Added new features to the ndcube.add method #794

PCJY · 2024-12-11T15:32:25Z

PR Description

This PR aims to fix issue #734 created by @DanRyanIrish .

write down the scenarios.

(list, to see what has been covered)

Testing scenarios without mask

redrafting the tests.

One and only one of them has a unit. [Error]
Both NDCube and NDData have unit
Both have uncertainty.
NDCube has uncertainty.
NDData has uncertainty.
Neither has uncertainty.
Neither has a unit.
Both have uncertainty.
NDCube has uncertainty.
NDData has uncertainty.
Neither has uncertainty.

name them again:
test_cube_add_cube_unit_mask_nddata_unc_unit_mask

Handling Masks

Determing data result of operation

The operation_ignores_mask kwarg determines the resulting data value when adding objects, and accounting for mask values. Below are the different scenarios for the addition of a single pixel NDCube, named cube with a data value of 1, and a single pixel NDData object, named nddata with a data value of 2:

my draft
what this means:
when OIM is T, does it ignore the mask after the addition or during the addition?
during the addition, because we want to see the arithmetic operation results here but not the mask. if it deals with the mask after the addition, there would be no need to check the arithmetic values here
no need to do boolean operations here for the masks?
this is why mask handling and arithmetic operation are separate with each other.
data and mask are two separate things: First data, then mask;
addition is done on both the data and the mask.

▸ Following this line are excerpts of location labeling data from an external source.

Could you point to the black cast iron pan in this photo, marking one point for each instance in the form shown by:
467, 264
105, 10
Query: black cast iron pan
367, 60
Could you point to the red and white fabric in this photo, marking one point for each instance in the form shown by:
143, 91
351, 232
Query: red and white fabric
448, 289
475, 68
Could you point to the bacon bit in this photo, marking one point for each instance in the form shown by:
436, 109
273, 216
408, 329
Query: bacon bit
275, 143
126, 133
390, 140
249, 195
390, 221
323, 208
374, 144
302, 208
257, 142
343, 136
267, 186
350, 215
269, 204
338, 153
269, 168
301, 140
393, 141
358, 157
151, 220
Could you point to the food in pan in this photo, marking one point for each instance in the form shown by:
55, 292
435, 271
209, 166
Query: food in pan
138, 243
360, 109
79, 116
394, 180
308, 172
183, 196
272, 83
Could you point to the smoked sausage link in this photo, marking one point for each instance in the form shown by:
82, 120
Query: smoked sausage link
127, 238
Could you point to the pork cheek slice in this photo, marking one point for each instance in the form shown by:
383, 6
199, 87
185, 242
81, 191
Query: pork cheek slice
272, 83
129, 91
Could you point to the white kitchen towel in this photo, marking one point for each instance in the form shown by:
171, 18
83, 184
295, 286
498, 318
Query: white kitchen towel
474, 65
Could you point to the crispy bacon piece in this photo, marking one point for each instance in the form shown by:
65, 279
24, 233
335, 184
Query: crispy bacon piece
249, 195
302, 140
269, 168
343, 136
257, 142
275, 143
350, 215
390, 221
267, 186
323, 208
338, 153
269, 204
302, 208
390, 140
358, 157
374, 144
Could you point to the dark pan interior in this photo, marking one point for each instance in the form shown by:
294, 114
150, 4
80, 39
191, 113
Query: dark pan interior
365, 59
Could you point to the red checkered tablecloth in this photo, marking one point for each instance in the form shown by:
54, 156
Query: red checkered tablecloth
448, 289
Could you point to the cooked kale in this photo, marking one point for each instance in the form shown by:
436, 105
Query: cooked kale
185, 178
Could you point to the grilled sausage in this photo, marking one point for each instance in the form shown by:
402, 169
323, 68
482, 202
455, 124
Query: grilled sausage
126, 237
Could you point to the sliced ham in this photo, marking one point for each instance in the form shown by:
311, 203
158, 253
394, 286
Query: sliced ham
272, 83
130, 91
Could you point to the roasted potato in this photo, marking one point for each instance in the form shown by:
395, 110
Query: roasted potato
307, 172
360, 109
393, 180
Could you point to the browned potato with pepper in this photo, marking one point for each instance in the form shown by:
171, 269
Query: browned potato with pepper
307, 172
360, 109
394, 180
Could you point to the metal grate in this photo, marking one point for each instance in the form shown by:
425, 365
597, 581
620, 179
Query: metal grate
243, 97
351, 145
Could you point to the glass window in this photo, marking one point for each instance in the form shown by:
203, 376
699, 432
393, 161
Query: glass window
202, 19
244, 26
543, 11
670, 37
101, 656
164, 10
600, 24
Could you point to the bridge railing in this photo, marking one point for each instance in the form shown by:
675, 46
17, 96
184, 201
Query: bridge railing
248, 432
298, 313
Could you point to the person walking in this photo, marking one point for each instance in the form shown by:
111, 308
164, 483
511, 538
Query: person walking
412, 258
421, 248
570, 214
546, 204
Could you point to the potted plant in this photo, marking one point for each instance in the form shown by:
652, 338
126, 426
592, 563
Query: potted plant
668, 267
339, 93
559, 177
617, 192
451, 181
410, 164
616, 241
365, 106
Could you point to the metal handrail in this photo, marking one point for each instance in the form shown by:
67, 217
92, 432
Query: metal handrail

cube.data = 1, nddata.data = 2

cube.mask	nddata.mask	operation_ignores_mask	resulting data value
F	F	T	3
F	F	F	3
T	F	T	3
T	F	F	2
F	T	T	3
F	T	F	1
T	T	T	3
T	T	F	None

What the distinct cases are:
When OIM is T, the result is always 3, i.e. the actual result of the addition of the two data values.
When OIM is F, the result is always the addition result of any value with its corresponding mask being F (when there is not one, the result is None).

Determining the new mask value produced by the operation

The handle_mask kwarg takes a function which determines the new mask value resulting from the addition. While this function can be anything that takes two boolean arrays and outputs a resulting boolean array of the shape, the most commonly used are expected to by numpy.logical_and and numpy.logical_or. Since the user supplies the function, the resulting mask can be implemented something like:

new_mask = handle_mask(self.mask, value.mask) if handle_mask else None

My understanding:
handle_mask is a function,
as long as it has a value, it will be True, and does the operation on the two masks,
otherwise, the new_mask value would be None, meaning:
1), the user did not set anything for the handle_mask kwarg, should an error be raised here?
2), there is no need to set any value for the handle_mask kwarg.

ndcube/ndcube.py

DanRyanIrish · 2024-12-11T16:38:16Z

ndcube/ndcube.py

+            # addition
+            new_data = self.data + value_data


The addition should be done as part of the masked array addition. You've already done this below, you just need to extract the added data from the results as well as the mask.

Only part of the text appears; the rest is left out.